Anne Seibel, cheffe décoratrice

Dans le cadre du Paris Images 2022, Anne Seibel, cheffe décoratrice et directrice du département décor à la Fémis, revient sur son métier, sur le tournage d’Emily in Paris et sur l’évolution des formations.

Pouvez-vous me dire en quelques mots en quoi consiste votre activité ?

Mon métier s’appelle chef décorateur et cheffe décoratrice bien sûr. Je suis un proche collaborateur du réalisateur, en collaboration aussi avec le directeur de la photo pour créer l’univers visuel du film. Donc tout ce que touche les acteurs, tout ce qu’il y a derrière eux, tout le background et tout cet univers qui va servir la narration et dans lequel les acteurs vont évoluer. Et j’ai toute une équipe avec moi parce qu’on peut pas tout faire tout seul. J’ai toute une équipe de déco que je peux vous détailler si vous voulez mais dont les plus proches collaborateurs sont le chef constructeur, l’ensemblier, l’ensemblière et le premier assistant en France.

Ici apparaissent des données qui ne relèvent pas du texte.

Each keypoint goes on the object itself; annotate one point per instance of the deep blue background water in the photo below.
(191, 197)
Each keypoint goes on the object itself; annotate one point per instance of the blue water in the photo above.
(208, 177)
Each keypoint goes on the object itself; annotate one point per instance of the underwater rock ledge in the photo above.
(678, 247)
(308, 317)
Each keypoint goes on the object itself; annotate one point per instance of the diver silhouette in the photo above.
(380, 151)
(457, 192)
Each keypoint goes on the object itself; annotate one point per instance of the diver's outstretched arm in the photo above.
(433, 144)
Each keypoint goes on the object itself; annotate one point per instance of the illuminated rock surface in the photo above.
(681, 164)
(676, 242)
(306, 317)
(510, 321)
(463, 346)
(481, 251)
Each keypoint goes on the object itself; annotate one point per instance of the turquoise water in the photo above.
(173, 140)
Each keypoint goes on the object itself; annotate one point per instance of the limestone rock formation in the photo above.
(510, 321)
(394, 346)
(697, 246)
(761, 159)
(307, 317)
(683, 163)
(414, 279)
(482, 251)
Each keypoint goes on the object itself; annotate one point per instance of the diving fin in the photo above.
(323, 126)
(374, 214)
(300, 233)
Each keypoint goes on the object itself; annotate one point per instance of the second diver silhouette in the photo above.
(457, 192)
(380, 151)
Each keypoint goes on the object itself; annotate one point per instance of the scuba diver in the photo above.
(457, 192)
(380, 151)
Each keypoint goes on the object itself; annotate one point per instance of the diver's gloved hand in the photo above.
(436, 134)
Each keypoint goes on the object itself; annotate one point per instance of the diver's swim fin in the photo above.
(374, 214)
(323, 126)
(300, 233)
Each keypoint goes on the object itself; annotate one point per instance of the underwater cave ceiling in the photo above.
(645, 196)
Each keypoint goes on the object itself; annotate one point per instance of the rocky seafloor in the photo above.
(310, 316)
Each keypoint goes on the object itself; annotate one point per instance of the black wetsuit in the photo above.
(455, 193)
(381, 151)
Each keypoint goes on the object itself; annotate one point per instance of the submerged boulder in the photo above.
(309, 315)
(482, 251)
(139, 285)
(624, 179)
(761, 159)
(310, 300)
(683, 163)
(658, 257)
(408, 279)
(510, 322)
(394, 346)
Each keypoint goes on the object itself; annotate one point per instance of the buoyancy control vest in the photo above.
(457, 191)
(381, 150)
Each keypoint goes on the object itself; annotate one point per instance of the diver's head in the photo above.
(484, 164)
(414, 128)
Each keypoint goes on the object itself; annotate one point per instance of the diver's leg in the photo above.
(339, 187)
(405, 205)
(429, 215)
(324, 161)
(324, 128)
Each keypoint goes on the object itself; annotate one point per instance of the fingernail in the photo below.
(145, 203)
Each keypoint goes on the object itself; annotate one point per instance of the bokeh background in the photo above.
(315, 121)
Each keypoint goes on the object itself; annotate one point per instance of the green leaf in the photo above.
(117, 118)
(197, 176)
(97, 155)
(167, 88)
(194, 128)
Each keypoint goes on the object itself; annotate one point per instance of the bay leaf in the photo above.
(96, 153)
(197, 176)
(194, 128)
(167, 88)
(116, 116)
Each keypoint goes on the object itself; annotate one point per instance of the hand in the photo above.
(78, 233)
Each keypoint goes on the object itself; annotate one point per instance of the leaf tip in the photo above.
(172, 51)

Vous avez récemment travaillé sur la série américaine Emily in Paris. Quels ont été les principaux challenges de ce tournage pour vous ?

Par rapport à un long-métrage, la série ce qui est plus compliqué c’est de gérer la logistique puisqu’il y a plusieurs réalisateurs, quelques fois

plusieurs directeurs de la photo. D’un point de vue artistique je traite la série comme un long-métrage mais d’un point de vue logistique, c’est un petit peu plus compliqué puisqu’on revient dans des décors et ce qui est le plus compliqué c’est de revenir dans des décors naturels. En studio, ça va mais revenir dans des décors naturels, on peut avoir des surprises. On peut ne plus pouvoir y tourner ou ça a été changé ou des choses comme ça et d’un point de vue logistique c’est compliqué.

Les plateaux de tournage se sont beaucoup digitalisés ces dernières années. Comment votre métier a évolué par rapport à ça ?

Pour l’instant, on a de plus en plus d’interventions des VFX ce qui ne me dérange pas, c’est un outil comme un autre. Dans ces séries que j’ai faites ou dans les longs-métrages, j’ai pas encore utilisé les virtual sets, tout ce qui est mur de LED et tout ça parce qu’au moment où j’ai voulu le faire c’était pas encore tout à fait au point, peut-être que ça va venir. Mais je trouve que le métier a d’autres outils en plus sans oublier de garder ceux d’avant aussi en dessin et tout ça. Mais ça c’est plutôt un atout et pour l’instant je ne le sens pas comme un danger en fait.

Les équipes font de plus en plus attention à respecter une démarche plus écologique pendant les tournages. Comment intégrez-vous l’écologie dans votre métier ?

Sur Emily in Paris par exemple, étant donné que ce sont des décors qui vont revenir l’année suivante, on a vraiment attaché beaucoup d’importance à la manière dont on construisait pour pouvoir les ranger proprement et économiser du bois, des choses comme ça. Mon chef constructeur est allé chercher du bois plutôt en France que dans les pays étrangers. Puis au niveau de la peinture aussi, il y a des machines pour laver les pinceaux qui sont beaucoup plus écoresponsables. Il y a plein de choses comme ça, des petites choses… ça commence tout doucement, on essaye de moins gâcher en anticipant un peu plus. C’est pas encore là mais ça va venir. 

Vous êtes également responsable du département décor à la Fémis. Quels sont les nouveaux enjeux des formations ?

Surtout dans mon département, je dirais que justement je pense qu’il faut à la fois garder cet enseignement classique du décorateur, assistant, tout ce qui est dessin à la main, dessin à l’ordinateur… mais aussi on a ouvert aux VFX et là je vais essayer de les sensibiliser aussi aux virtual sets parce que ça va venir de plus en plus donc il faut qu’ils soient parés à ça et qu’ils aient au moins une formation là-dessus pour montrer ce qui existe. Ça veut pas dire qu’ils vont pouvoir le faire eux-mêmes et surtout il y a beaucoup beaucoup de séries donc pas juste le long-métrage mais aussi comment on travaille comme chef déco sur une série donc j’essaye, au fur et à mesure que les technologies avancent et que les choses changent, d’adapter l’enseignement, de changer les programmes, de faire ça et puis surtout j’essaye de faire en sorte que tous les intervenants d’un film comprennent bien ce que c’est que la déco parce qu’il y a des départements où ils ne savent même pas. Parfois en production ils ne savent pas ce que coûte un décor, ils ne savent pas ce qu’on fait donc je m’attèle à faire en sorte qu’il y ait une collaboration entre tous les départements à la Fémis pour expliquer ce qu’on fait et quels sont les avantages aussi, ça peut être un avantage de communiquer. C’est vraiment une collaboration.